At face value, the concessions approved last night by the Greek legislature is at best another attempt to kick the can down the road. While agreeing to cut government expenditures, including pensions and defence along with improving tax collection rates are fairly uncontentious, the current plans also include a number of counter-productive proposals including heavy increases in consumption taxes (eg 23% VAT on restaurants and increased ‘luxury’ taxes on recreational boats on anything longer than a dinghy) as well as increases in corporate and tonnage taxes along with the removal of Island tax breaks. How this is expected to get more tourists to want to go on holiday to Greece or more ships to locate there is a mystery to me and seems to be blind to the simple fact that these industries are mobile and will just go elsewhere and thus further compound the revenue erosion. Does anyone in their right mind actually believe the current commitment to stick to a primary surplus target of 1% for this year rising to over 3% from 2017 is achievable? Look at some of the other proposals and things get even more ominous. Consider the proposed amendments on insolvency laws to get debtors to pay up loans or ‘consultants’ on how to deal with bad loans or the opening up of restricted professions such as court bailiffs. Throw in the asset privatisations of the electricity grid company, regional airports and shipping ports and the Greeks will be little more than rayahs in their own land. https://www.youtube.com/watch?v=rRBPS3o_IvU . Germany may be obsessed with its hyper-inflation history, but it seems to have also forgotten the dangers of leaving a nation without hope or self-respect.

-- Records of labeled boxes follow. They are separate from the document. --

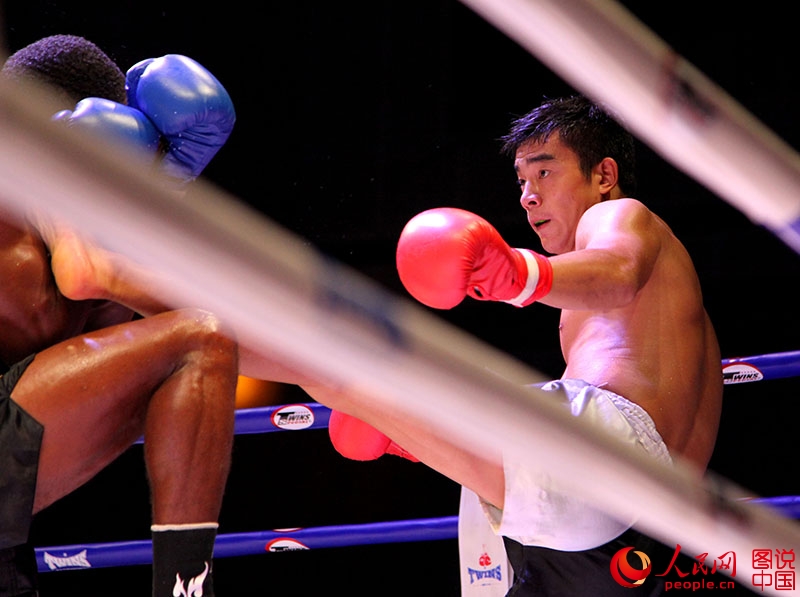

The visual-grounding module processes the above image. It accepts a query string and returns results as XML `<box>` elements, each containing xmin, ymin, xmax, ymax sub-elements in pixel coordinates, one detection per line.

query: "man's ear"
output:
<box><xmin>595</xmin><ymin>157</ymin><xmax>619</xmax><ymax>195</ymax></box>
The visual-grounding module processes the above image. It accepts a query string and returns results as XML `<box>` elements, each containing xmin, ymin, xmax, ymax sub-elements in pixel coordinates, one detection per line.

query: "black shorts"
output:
<box><xmin>503</xmin><ymin>529</ymin><xmax>691</xmax><ymax>597</ymax></box>
<box><xmin>0</xmin><ymin>544</ymin><xmax>39</xmax><ymax>597</ymax></box>
<box><xmin>0</xmin><ymin>356</ymin><xmax>44</xmax><ymax>595</ymax></box>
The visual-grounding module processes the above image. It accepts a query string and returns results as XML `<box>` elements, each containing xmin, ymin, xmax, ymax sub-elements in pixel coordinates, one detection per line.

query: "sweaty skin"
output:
<box><xmin>0</xmin><ymin>210</ymin><xmax>238</xmax><ymax>524</ymax></box>
<box><xmin>296</xmin><ymin>134</ymin><xmax>723</xmax><ymax>509</ymax></box>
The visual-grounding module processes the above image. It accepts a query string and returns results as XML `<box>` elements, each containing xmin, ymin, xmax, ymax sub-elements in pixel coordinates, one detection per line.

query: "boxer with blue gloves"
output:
<box><xmin>54</xmin><ymin>54</ymin><xmax>236</xmax><ymax>183</ymax></box>
<box><xmin>0</xmin><ymin>35</ymin><xmax>240</xmax><ymax>597</ymax></box>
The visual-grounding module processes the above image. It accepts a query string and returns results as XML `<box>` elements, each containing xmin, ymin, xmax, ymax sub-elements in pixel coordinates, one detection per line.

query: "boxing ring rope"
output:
<box><xmin>36</xmin><ymin>344</ymin><xmax>800</xmax><ymax>572</ymax></box>
<box><xmin>36</xmin><ymin>378</ymin><xmax>800</xmax><ymax>572</ymax></box>
<box><xmin>0</xmin><ymin>78</ymin><xmax>800</xmax><ymax>592</ymax></box>
<box><xmin>0</xmin><ymin>0</ymin><xmax>800</xmax><ymax>595</ymax></box>
<box><xmin>461</xmin><ymin>0</ymin><xmax>800</xmax><ymax>253</ymax></box>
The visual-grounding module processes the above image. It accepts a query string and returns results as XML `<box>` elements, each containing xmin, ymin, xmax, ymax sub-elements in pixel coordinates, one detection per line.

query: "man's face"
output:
<box><xmin>514</xmin><ymin>134</ymin><xmax>601</xmax><ymax>255</ymax></box>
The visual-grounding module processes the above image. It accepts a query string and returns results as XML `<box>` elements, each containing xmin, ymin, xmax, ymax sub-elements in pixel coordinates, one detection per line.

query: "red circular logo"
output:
<box><xmin>610</xmin><ymin>547</ymin><xmax>653</xmax><ymax>589</ymax></box>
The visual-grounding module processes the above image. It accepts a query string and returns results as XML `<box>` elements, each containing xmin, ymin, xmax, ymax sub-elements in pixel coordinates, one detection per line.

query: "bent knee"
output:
<box><xmin>174</xmin><ymin>308</ymin><xmax>238</xmax><ymax>360</ymax></box>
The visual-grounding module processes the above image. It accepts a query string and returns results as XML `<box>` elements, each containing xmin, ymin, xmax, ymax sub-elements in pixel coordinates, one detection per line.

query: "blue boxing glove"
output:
<box><xmin>125</xmin><ymin>54</ymin><xmax>236</xmax><ymax>181</ymax></box>
<box><xmin>53</xmin><ymin>97</ymin><xmax>161</xmax><ymax>156</ymax></box>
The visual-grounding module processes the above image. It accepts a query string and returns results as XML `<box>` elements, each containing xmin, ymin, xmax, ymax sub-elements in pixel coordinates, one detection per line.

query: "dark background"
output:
<box><xmin>3</xmin><ymin>0</ymin><xmax>800</xmax><ymax>597</ymax></box>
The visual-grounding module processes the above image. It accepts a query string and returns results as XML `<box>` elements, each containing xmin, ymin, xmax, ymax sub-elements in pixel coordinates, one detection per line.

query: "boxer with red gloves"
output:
<box><xmin>397</xmin><ymin>207</ymin><xmax>553</xmax><ymax>309</ymax></box>
<box><xmin>328</xmin><ymin>207</ymin><xmax>553</xmax><ymax>462</ymax></box>
<box><xmin>328</xmin><ymin>410</ymin><xmax>419</xmax><ymax>462</ymax></box>
<box><xmin>312</xmin><ymin>96</ymin><xmax>723</xmax><ymax>597</ymax></box>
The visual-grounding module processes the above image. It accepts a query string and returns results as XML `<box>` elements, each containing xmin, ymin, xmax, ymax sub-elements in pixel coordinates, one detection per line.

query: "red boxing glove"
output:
<box><xmin>397</xmin><ymin>207</ymin><xmax>553</xmax><ymax>309</ymax></box>
<box><xmin>328</xmin><ymin>410</ymin><xmax>419</xmax><ymax>462</ymax></box>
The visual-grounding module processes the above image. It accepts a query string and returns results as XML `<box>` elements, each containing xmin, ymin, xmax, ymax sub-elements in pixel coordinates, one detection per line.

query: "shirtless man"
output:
<box><xmin>307</xmin><ymin>96</ymin><xmax>723</xmax><ymax>596</ymax></box>
<box><xmin>0</xmin><ymin>35</ymin><xmax>239</xmax><ymax>597</ymax></box>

The problem with the above scenario however, is that it doesn’t explain why Tsipras would commit political suicide agreeing to concessions that would not work anyway. It also fails to recognise the wider geopolitical issues at stake which need Greece to stay in the western sphere of influence and would happily sacrifice Germany’s aversion to sovereign debt monetisation to achieve it. Greece has long existed on a number of fault lines (geological, ethnic, cultural, political and religious) and this has been reflected in its complex politics. Add in gas politics of Gazprom cancelling South Stream in favour or a new route through Turkey and Greece and the EU’s domestic spat over debt relief has acquired a more serious geo-political dimension. Tsipras has obviously been playing this card with his meeting with fellow orthodox Putin and the US are concerned enough to put pressure on Europe.
The US therefore needs a deal to keep Greece inside the tent, but knows that Germany is resistant to debt monetisation. As befitting the EU and in the best tradition of the Godfather, they need an ally on the inside that can propose the deal to both parties while furthering its own interests //youtu.be/fuWkcKbBQkg and this is where the French come in. At the last moment, the French have sponsored the Tsipras’s apparently generous concessions which will form the basis of discussions at tomorrow’s broader EU meetings. Debt relief is not explicitly included, but the IMF ‘leak’ that Greece debt is unsustainable and needs restructuring (ie relief) was incidentally released and not accidently. Tsipras must know that his concessions in isolation would destroy Syriza and resolve nothing, so his participation must therefore have included broader assurances also on debt relief. Germany no doubt suspects that its red line on sovereign debt monetisation may be assassinated at this meeting arranged by its ally and hence some of the rumoured hostility to the plan even though at face value Tsipra has conceded on virtually everything barring a tribute of children. In many ways, Merkel is being manoeuvred into an impossible position. Reject IMF evidence of the need for debt relief and drive Greece into default and her dream of European unity starts to look pretty shabby. Agree to it however, and a principal will have been conceded which will inevitably turn the Eurozone into a transfer union, but without political responsibility or restraint which may hasten calls for a northern block.